En conséquence, les personnes enceintes Latinx pourraient voir davantage de complications de grossesse, ont déclaré les experts.

« Il s’agit d’un groupe qui a historiquement de bons résultats à la naissance », a déclaré Annie Ro, professeure agrégée à la Wen School of Public Health de l’Université de Californie à Irvine. « Et puis, en ajoutant ce genre de facteurs de stress, nous ne savons pas comment cela va changer – au niveau de la population – quels types de complications à l’accouchement et de mauvaises issues à l’accouchement ils auront. »

Pour les prestataires de première ligne comme León-Martínez, la question n’est pas de savoir si, mais quand ces craintes se concrétiseront.

« À mesure que les gens subissent la perte de membres de leur famille et la séparation d’avec leur famille, ils deviennent de plus en plus conscients et ont plus peur », a déclaré León-Martínez.

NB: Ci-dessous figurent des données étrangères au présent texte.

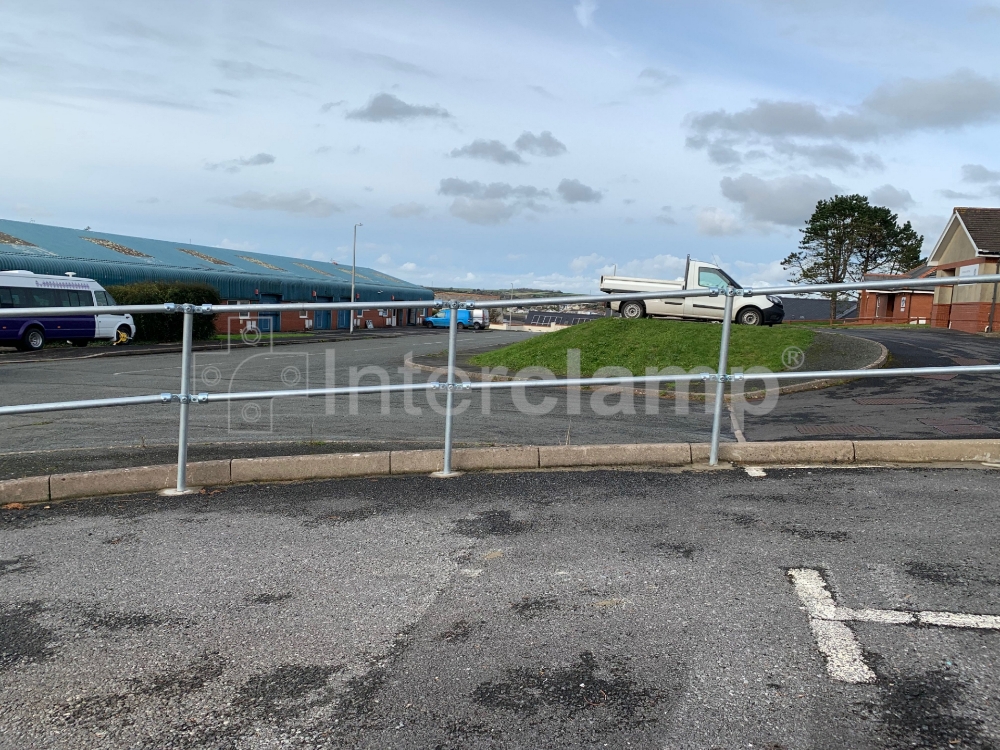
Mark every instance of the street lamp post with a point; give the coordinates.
(354, 269)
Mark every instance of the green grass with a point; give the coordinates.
(638, 344)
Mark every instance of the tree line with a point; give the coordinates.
(847, 238)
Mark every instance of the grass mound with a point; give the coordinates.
(638, 344)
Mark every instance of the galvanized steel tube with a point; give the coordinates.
(720, 386)
(185, 395)
(450, 395)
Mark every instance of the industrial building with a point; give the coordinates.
(237, 275)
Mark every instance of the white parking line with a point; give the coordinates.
(836, 641)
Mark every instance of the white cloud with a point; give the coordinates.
(482, 211)
(574, 191)
(493, 151)
(817, 135)
(583, 262)
(302, 202)
(389, 108)
(786, 200)
(666, 215)
(584, 11)
(654, 79)
(494, 203)
(979, 173)
(543, 144)
(407, 210)
(891, 197)
(235, 165)
(716, 222)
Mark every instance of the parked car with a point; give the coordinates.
(477, 319)
(26, 290)
(754, 311)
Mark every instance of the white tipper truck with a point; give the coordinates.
(752, 311)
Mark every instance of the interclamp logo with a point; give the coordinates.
(793, 358)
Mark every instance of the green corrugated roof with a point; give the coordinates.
(118, 259)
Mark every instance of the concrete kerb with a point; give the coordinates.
(505, 458)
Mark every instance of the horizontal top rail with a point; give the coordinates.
(170, 307)
(749, 292)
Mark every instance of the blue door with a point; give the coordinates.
(269, 322)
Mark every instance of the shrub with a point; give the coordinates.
(166, 326)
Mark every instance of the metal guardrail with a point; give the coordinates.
(185, 398)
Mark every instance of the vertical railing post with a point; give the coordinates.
(450, 396)
(185, 398)
(720, 383)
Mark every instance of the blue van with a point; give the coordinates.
(476, 319)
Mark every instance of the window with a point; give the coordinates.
(13, 297)
(709, 277)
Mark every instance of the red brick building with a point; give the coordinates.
(897, 305)
(969, 246)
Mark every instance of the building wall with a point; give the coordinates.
(293, 321)
(906, 307)
(966, 307)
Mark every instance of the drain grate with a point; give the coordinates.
(957, 426)
(888, 401)
(836, 429)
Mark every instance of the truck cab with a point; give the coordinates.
(698, 275)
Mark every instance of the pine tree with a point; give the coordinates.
(847, 238)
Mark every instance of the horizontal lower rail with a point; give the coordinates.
(887, 284)
(434, 385)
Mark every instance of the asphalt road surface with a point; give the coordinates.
(917, 408)
(496, 421)
(962, 406)
(522, 610)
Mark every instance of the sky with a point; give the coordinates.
(537, 143)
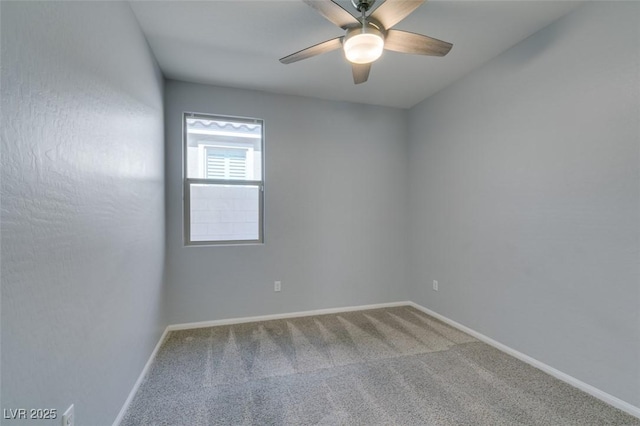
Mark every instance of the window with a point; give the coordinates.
(223, 179)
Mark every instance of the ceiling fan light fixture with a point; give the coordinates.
(363, 45)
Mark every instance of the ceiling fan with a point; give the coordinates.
(366, 37)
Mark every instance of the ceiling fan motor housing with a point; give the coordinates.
(362, 5)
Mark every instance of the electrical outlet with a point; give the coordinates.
(68, 418)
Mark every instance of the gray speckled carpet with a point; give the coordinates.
(394, 366)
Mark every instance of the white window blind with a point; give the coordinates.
(226, 163)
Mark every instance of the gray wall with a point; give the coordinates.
(334, 209)
(82, 207)
(524, 198)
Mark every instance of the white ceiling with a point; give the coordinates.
(238, 43)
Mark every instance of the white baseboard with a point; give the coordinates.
(591, 390)
(585, 387)
(214, 323)
(141, 377)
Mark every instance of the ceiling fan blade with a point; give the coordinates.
(325, 46)
(406, 42)
(360, 72)
(391, 12)
(334, 13)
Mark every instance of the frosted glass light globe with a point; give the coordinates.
(363, 45)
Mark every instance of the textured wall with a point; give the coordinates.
(82, 207)
(524, 193)
(334, 209)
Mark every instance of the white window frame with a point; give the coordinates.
(256, 181)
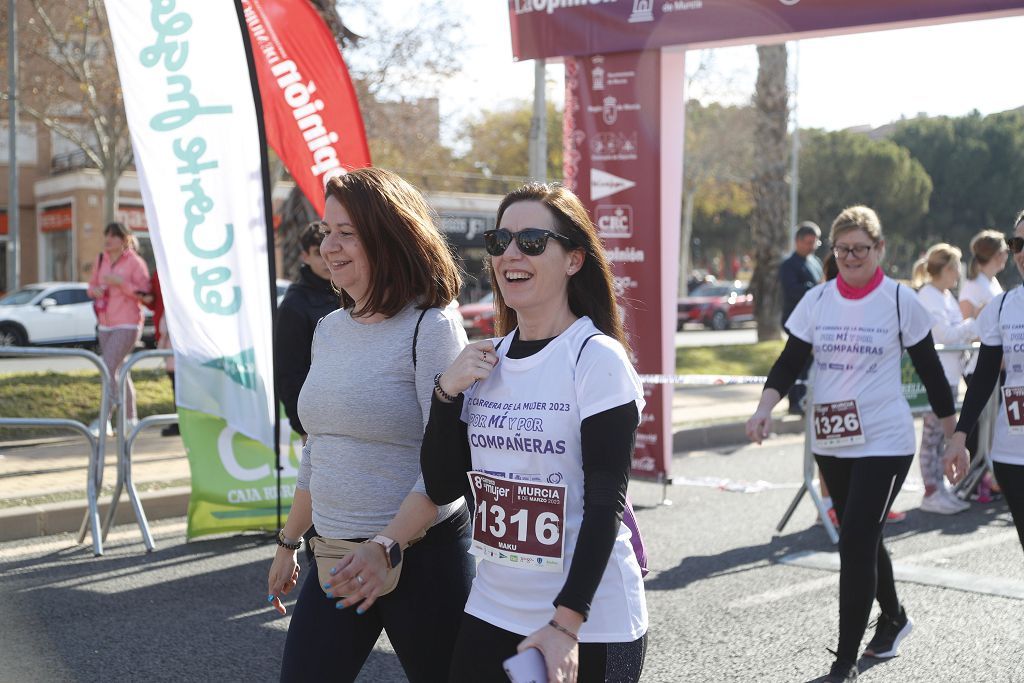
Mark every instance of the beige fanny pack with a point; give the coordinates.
(331, 551)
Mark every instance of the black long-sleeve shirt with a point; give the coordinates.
(305, 302)
(986, 375)
(926, 360)
(607, 440)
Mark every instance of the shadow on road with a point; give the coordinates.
(186, 611)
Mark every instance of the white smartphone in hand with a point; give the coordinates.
(526, 667)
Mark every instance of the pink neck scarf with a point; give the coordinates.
(850, 292)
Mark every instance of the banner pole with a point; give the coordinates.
(268, 219)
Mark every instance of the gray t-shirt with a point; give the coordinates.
(365, 409)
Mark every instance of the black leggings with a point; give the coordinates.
(421, 615)
(862, 492)
(482, 647)
(1011, 478)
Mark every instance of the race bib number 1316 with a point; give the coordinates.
(518, 523)
(838, 424)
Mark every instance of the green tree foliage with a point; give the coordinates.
(717, 170)
(977, 168)
(841, 169)
(499, 144)
(769, 220)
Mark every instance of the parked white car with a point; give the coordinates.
(47, 313)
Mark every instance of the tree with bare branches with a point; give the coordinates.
(74, 88)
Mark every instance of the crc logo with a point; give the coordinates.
(614, 220)
(609, 113)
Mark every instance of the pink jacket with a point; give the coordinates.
(122, 305)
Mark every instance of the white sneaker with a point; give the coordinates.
(940, 505)
(963, 505)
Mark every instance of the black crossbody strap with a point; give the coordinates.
(416, 334)
(584, 345)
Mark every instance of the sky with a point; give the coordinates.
(864, 79)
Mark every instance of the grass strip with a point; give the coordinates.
(73, 395)
(730, 359)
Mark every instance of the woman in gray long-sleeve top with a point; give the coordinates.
(365, 403)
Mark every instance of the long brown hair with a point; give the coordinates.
(120, 229)
(984, 247)
(409, 258)
(591, 290)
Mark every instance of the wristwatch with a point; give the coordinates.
(392, 551)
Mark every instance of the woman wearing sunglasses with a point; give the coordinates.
(857, 326)
(544, 421)
(365, 403)
(1001, 325)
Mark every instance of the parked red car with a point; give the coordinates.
(716, 306)
(478, 317)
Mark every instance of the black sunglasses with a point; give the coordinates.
(531, 241)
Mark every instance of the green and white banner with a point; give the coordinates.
(192, 110)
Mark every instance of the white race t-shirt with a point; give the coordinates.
(857, 357)
(979, 291)
(948, 327)
(524, 425)
(1006, 329)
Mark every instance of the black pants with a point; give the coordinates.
(862, 492)
(1011, 478)
(421, 615)
(482, 647)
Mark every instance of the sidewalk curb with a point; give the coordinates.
(36, 520)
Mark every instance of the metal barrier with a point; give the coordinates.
(978, 467)
(125, 443)
(97, 443)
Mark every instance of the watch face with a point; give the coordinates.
(394, 555)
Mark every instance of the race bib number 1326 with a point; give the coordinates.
(838, 424)
(1013, 398)
(518, 523)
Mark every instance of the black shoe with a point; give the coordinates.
(888, 635)
(842, 672)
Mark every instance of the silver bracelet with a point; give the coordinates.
(441, 392)
(558, 627)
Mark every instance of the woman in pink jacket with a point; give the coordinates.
(118, 282)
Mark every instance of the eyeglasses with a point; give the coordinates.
(531, 241)
(860, 251)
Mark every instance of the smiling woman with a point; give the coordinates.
(544, 420)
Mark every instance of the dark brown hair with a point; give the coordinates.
(311, 236)
(409, 257)
(984, 247)
(121, 230)
(591, 290)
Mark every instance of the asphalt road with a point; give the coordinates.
(729, 600)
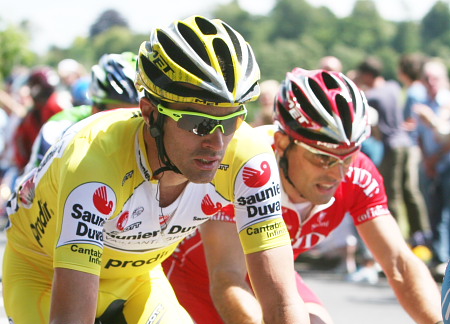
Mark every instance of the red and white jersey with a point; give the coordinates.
(361, 194)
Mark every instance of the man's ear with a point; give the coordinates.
(147, 108)
(281, 141)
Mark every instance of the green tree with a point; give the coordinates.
(15, 49)
(291, 18)
(365, 29)
(107, 20)
(436, 23)
(116, 40)
(407, 37)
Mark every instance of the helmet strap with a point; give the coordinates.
(157, 132)
(284, 166)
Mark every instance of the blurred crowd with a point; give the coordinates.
(410, 144)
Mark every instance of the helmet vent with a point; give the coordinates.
(321, 95)
(153, 73)
(205, 26)
(250, 62)
(330, 82)
(236, 43)
(345, 114)
(306, 105)
(195, 42)
(179, 57)
(226, 63)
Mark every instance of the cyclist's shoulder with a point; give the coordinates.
(73, 114)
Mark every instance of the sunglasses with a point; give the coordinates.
(327, 160)
(203, 124)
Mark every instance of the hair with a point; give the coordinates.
(411, 65)
(371, 65)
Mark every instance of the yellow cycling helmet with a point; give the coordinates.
(200, 61)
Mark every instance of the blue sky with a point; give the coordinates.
(59, 22)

Cela les rend plus susceptibles d’éviter de se faire soigner, même lorsqu’ils savent qu’ils en ont besoin, a-t-elle déclaré.

« Cela se manifeste déjà », a ajouté Leon-Martinez. « Et ça ne fera qu’empirer. »

Axelle Verdier

Axelle Verdier

Je m'appelle Axelle Verdier, rédactrice passionnée au sein de Fraternité FBJ. Ancrée entre les mots et les rencontres, j'aime raconter les histoires qui révèlent la force de l'humain et la beauté de l'engagement. Chaque article que j'écris est une invitation à croire en un monde plus juste et plus fraternel.